Letter of the Week

Rod of correction

Sir Rodric Braithwaite's summary of Afghan history suggests that our diplomats “lie abroad for their country" too long to sustain objectivity (Cover Story, 25 January). He fails to mention that the Soviet invasion of 1979 resulted from a well-baited US "bear trap". The west armed the mujahedin only to fight a proxy war. When the Soviets withdrew, Afghan factions, armed by external sponsors with differing agendas, began an immensely destructive civil war. Zbigniew Brzezinski, interviewed in 1998, expressed pride in the strategy, dismissing the deaths of more than a million Afghan Muslims, mostly civilians. "What is more important to the history of the world," he said, "the Taliban or the collapse of the Soviet empire?"
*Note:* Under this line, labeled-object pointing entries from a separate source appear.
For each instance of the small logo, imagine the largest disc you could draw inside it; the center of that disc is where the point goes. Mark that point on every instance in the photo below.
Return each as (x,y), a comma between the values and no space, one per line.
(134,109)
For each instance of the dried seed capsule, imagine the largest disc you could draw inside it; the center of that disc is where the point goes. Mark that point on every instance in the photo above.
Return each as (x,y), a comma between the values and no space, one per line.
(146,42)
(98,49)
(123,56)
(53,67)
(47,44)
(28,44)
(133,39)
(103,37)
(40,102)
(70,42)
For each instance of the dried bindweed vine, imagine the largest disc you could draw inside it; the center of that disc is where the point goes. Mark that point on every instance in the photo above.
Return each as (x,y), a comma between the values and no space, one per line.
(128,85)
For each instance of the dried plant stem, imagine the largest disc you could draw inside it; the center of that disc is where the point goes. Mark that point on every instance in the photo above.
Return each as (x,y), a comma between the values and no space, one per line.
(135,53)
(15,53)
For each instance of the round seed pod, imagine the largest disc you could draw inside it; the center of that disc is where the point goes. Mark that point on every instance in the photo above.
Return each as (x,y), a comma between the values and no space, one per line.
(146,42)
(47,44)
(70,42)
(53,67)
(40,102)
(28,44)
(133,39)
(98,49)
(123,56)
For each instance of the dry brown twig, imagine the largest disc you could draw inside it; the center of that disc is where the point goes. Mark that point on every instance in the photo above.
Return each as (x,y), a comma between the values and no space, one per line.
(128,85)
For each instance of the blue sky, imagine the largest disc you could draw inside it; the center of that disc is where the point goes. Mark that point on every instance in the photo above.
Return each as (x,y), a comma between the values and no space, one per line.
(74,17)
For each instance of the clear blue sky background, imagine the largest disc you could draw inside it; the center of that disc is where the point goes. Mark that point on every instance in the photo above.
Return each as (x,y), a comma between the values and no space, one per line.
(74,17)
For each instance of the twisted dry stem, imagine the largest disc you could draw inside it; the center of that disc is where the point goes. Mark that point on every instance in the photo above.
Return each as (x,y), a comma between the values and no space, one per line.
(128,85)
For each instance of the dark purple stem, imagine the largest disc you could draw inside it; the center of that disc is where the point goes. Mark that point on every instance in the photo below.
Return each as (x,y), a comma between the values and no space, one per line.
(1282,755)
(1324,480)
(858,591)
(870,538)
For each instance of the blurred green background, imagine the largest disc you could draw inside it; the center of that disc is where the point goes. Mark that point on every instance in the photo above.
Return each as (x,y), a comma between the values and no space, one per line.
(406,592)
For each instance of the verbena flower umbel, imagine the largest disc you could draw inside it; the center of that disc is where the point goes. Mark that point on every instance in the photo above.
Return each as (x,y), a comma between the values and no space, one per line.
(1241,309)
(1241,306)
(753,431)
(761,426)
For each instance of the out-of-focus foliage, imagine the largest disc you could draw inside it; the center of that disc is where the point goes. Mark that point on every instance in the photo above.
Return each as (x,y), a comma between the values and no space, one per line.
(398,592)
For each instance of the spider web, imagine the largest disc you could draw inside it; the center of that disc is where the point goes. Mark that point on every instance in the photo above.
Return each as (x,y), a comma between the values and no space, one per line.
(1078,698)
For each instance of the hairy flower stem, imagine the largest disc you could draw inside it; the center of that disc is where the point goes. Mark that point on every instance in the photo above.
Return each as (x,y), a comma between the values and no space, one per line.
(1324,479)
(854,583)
The Afghans have many reasons to distrust western motives. Sir Rodric is at least right in pointing out that after any military withdrawal we owe it to the Afghans to continue to help them repair the ravages of three decades of violence.
Howard Horsley
Much Wenlock, Shropshire

Steady, Mehdi
The usually super-savvy Mehdi Hasan is wrong on Russia's invasion of Georgia in 2008 (Dissident Voice, 25 January). If 20,000 men cross the frontiers of a sovereign state, while an air force bombs civilians and a fleet sails to bombard the enemy coast, most of us thinks that's an invasion. Hasan writes about “the traditional Tory school of scepticism in international affairs". That gave us appeasement of apartheid, support for Pinochet, a knighthood for Mugabe and a blind eye as 8,000 European Muslims were killed one by one at Srebrenica. I thought the NS was against tyranny and dictators and Tory appeasement of both?
Denis MacShane MP
House of Commons
London SW1

Profit warning
David Miliband (Cover Story, 25 January) says "the great mass of the fighters [insurgents in Afghanistan] are driven by pride or the pursuit of profit or power". Is this not the eternal motivation of politicians everywhere? Is not Miliband's article designed to conceal this truth and to promote an opposite view: that our involvement in Afghanistan is motivated by both the needs of self-defence at home and the interests of the Afghan people?
David E Clarke
London N4

Write-off
Something has gone wrong in British intellectual life if David Marquand's slovenly "review" of The Principle of Duty - originally published more than 15 years ago and now reissued in the Faber Finds series - can pass for serious comment (Books, 25 January). It is too personal, and as he appears - in a muddled way - to agree with many of the things he attributes to me, his abuse is puzzling. I'm also sorry to see a man who held an academic position in the past express himself so wildly.
David Selbourne
Via email

Fruitless task
I agree with John Pilger's criticisms of Israel (World Citizen, 18 January) and the condemnation of the practice of meeting every critical comment with accusations of anti-Semitism, but Israel is not the only government guilty in the Middle East. A cynic would suggest that we call for a boycott of Israel because we can do without the grapefruit but we cannot do without the oil.
J Seery
Middleton St George

Hair apparent

Gideon Donald has rather missed the point about David Cameron's airbrushed hairstyle (Preparing for Power, 25 January). The Tory leader is becoming follicularly challenged and, as Donald notes, the British electorate doesn't do bald. There is a third way. The last PM to have a beard, Lord Salisbury, was a Tory. By growing one, Dave can revolutionise his image and return to tradition.
Keith Flett
London N17

Feast of Stephen
Delighted to see Andrew Stephen is writing in the New Statesman again about politics in the US. I so missed his sagacious articles.
Peter Bennett
Norwich

Cheque point
Sarah Churchwell notes (Books, 18 January) that Sarah Palin considers balancing a state budget to be much the same as balancing the family chequebook. Now where have we heard that one before? Small wonder Palin makes us left-of-centre Brits feel queasy.